I will throw out a question here and invite responses. I have an earned PhD in Religious Studies, so I already have some knowledge of the question and potential answers. But I am open to being educated further.
Question: Is there any other book or document, anywhere, written at any time, that teaches readers to love their enemies, even those who persecute them, to do good to them, to live selflessly for others without thought of reward, and to regard all fellow human beings as having infinite dignity and worth? Is there any such book or document that is NOT in any way influenced by the Bible?
Yes, I know there are “sacred books” that promote compassion, but do they promote compassion for compassion’s sake and not at all for one’s self (e.g., to enhance one’s karma)? Do they promote selfless love (benevolence) of enemies and doing good to those who seek your harm and do you harm when they can?

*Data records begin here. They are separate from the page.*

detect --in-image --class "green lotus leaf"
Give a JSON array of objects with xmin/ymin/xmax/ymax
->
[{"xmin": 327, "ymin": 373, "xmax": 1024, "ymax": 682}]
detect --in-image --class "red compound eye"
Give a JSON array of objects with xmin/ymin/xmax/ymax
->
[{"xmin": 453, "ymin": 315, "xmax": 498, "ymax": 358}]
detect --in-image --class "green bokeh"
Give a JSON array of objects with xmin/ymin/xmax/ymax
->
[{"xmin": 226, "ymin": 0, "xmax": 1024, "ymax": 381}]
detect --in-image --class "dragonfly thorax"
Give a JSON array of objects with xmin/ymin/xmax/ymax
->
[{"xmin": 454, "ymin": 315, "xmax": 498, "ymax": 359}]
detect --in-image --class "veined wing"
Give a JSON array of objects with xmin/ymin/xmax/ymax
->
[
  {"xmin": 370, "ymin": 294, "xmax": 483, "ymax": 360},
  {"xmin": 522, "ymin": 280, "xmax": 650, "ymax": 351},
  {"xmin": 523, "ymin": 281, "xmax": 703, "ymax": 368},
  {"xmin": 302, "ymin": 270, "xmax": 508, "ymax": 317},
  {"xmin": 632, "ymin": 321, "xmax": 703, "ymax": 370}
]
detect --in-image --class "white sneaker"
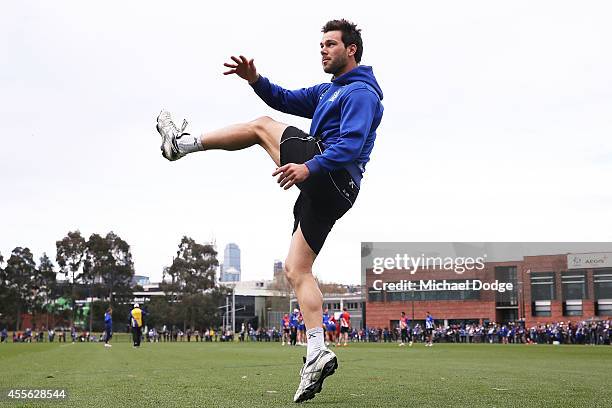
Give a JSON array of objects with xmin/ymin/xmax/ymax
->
[
  {"xmin": 293, "ymin": 348, "xmax": 338, "ymax": 402},
  {"xmin": 156, "ymin": 110, "xmax": 189, "ymax": 161}
]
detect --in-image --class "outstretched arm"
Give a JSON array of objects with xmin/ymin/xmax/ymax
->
[{"xmin": 223, "ymin": 55, "xmax": 322, "ymax": 119}]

For all its faults and flaws, the New Testament does that. And that is why we love it and are devoted to it. Because it tells us of a God who is love, who loved us when we were still sinners, and not because he gets anything out of loving us for himself. And that we should emulate such God-like, selfless love.
Is there a better message than that? Can secularism offer anything close to that? Does any other religious text promote that message completely independently of the New Testament?
If anyone dares to mention Mahatma Gandhi I will simply respond that he was exposed to Christianity and the New Testament and Jesus in South Africa.
If anyone dares to mention that few people in history or today have actually LIVED the message of the New Testament, including most who call themselves Christians, I will respond (here and now) that that fact does not touch the beauty of the message itself.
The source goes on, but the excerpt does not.